Oh my DS is the same too! He is up til 10 sleeps til 10. I don't mind yet bc no school. I hope when he does start he can adjust. I think a baby will thwart his playtime, we usually go outside or swim once a day and with a baby I cannot picture myself taking them both out right away when DH is at work. Once baby is about one then I think they will be able to play together and I can learn how to juggle 2 :)
 
As soon as they start school they need to get into the routine of walking up early. That's unless you're working and need to leave your child with a childminder. It wasn't the case for me but as I'm working now, I see many parents with little babies & toddlers very early.

X
 
Madrid- Do you work with kids? My son has to get 12 hours or he won't wake up lol! So I'm either going to start waking him up earlier until he goes to bed earlier or gradually increase his bed time by 15 min. We still have another year but I'll tell you what if he doesn't want to do something he will put up a fight. I'm worried getting ready for school will take 2 hours of adjustments every morning :)
 
No I don't work with kids but mine are old enough to go to school now & when they were toddlers they were looked after by me or my dh. We didn't want to send them to nursery or somewhere similar. Instead I compromised until they started school to go back to work.

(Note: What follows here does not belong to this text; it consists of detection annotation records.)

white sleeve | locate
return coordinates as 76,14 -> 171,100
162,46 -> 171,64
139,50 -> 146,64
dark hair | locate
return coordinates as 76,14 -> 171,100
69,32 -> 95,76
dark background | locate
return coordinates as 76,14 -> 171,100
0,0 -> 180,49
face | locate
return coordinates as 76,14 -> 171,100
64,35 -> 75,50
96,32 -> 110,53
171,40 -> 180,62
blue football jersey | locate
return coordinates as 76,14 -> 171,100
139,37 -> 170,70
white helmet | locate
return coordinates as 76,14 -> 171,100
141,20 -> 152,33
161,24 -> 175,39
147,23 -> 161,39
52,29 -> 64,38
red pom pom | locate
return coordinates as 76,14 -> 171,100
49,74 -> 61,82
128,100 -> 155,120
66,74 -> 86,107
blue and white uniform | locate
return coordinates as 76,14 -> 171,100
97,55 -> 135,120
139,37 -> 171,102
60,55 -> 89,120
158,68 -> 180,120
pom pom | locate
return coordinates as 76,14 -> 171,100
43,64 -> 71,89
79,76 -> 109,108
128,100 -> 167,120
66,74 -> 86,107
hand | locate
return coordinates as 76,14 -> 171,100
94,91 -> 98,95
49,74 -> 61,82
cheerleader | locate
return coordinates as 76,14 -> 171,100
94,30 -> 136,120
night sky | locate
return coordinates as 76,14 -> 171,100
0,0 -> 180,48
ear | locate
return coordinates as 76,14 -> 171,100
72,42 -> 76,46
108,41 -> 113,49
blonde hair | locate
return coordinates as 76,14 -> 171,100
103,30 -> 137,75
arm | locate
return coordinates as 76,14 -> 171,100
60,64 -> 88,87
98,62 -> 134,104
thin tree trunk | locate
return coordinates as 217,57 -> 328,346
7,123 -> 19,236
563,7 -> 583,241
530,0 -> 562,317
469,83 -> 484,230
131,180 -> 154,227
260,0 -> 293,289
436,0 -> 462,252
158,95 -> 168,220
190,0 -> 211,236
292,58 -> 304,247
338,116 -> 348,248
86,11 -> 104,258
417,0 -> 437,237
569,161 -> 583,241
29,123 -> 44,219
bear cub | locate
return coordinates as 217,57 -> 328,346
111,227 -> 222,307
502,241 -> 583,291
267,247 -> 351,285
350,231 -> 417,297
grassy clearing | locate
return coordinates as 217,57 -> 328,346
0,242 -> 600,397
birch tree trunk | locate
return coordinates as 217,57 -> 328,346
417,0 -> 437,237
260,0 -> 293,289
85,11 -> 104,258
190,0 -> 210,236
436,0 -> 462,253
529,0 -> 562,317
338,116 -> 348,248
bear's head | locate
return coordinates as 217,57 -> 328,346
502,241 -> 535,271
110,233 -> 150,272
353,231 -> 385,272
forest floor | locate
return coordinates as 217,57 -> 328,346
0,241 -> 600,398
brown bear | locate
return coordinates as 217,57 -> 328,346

Don't worry too much about you ds. He'll get use to the routine quickly. As soon as he gets friends at school he'll love it there.
X
 
I hope so! He wants to go now but similar to you, I don't want him too! He's only 3.
 
Maybe you could start by taking him to playgroups. I don't know if you have them where you live but they're quite common in the UK. You take them there for 2 hours and they do pretty much what they want there. They'd read them a story or do songs with them. Similar to nursery but with no much restraints. And as it's only 2 hours you have to be living close or waiting around until they finish.
 
Yes we have similar activities. He plays soccer and we go to the local library to participate in story group. Play groups here are formed within small groups of parents/children and visit different places once a month. We usually socialize with my friends' and families' children b/c it's cheaper!